Pre-training a model to learn transferable video-text representation for retrieval has attracted a lot of attention in recent years. Previous dominant works mainly adopt two separate encoders for efficient retrieval, but ignore local associations between videos and texts. Another line of research uses a joint encoder to interact video with texts, but results in low efficiency since each text-video pair needs to be fed into the model.
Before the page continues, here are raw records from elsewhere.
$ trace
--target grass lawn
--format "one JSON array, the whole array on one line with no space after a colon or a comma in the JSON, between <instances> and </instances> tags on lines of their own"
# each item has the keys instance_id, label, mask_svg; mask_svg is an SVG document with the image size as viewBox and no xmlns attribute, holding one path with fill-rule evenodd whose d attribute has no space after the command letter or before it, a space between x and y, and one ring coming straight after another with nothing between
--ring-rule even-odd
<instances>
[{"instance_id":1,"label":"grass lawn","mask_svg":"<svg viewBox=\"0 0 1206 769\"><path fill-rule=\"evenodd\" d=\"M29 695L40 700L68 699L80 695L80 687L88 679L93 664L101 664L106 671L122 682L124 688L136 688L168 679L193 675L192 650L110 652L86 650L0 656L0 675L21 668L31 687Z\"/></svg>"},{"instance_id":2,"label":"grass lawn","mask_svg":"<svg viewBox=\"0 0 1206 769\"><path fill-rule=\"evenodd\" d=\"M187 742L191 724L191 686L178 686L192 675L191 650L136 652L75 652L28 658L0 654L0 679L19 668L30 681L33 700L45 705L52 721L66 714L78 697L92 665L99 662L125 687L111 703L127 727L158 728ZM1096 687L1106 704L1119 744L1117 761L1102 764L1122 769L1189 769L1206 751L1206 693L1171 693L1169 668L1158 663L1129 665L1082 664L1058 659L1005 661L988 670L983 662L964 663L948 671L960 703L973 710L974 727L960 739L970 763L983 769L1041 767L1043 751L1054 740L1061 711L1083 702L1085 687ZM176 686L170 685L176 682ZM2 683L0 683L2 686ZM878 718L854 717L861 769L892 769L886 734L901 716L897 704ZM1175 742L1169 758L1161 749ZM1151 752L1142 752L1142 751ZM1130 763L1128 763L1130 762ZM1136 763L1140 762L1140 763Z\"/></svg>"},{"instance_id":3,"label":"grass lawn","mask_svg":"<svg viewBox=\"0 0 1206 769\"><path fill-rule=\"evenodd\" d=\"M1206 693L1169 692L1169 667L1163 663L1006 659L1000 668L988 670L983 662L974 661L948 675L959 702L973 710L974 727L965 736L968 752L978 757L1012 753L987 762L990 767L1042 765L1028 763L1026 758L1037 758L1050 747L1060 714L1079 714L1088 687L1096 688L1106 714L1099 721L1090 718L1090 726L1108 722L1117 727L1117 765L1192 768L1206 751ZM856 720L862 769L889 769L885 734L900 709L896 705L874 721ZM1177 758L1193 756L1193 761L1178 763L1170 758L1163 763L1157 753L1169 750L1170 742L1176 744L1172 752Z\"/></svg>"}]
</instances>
In this work, we enable fine-grained video-text interactions while maintaining high efficiency for retrieval via a novel pretext task, dubbed as Multiple Choice Questions (MCQ), where a parametric module BridgeFormer is trained to answer the "questions" constructed by the text features via resorting to the video features. Specifically, we exploit the rich semantics of text (i.e., nouns and verbs) to build questions, with which the video encoder can be trained to capture more regional content and temporal dynamics. In the form of questions and answers, the semantic associations between local video-text features can be properly established. BridgeFormer is able to be removed for downstream retrieval, rendering an efficient and flexible model with only two encoders. Our method outperforms state-of-the-art methods on the popular text-to-video retrieval task in five datasets with different experimental setups (i.e., zero-shot and fine-tune), including HowTo100M (one million videos). We further conduct zero-shot action recognition, which can be cast as video-to-text retrieval, and our approach also significantly surpasses its counterparts. As an additional benefit, our method achieves competitive results with much shorter pre-training videos on single-modality downstream tasks, e.g., action recognition with linear evaluation.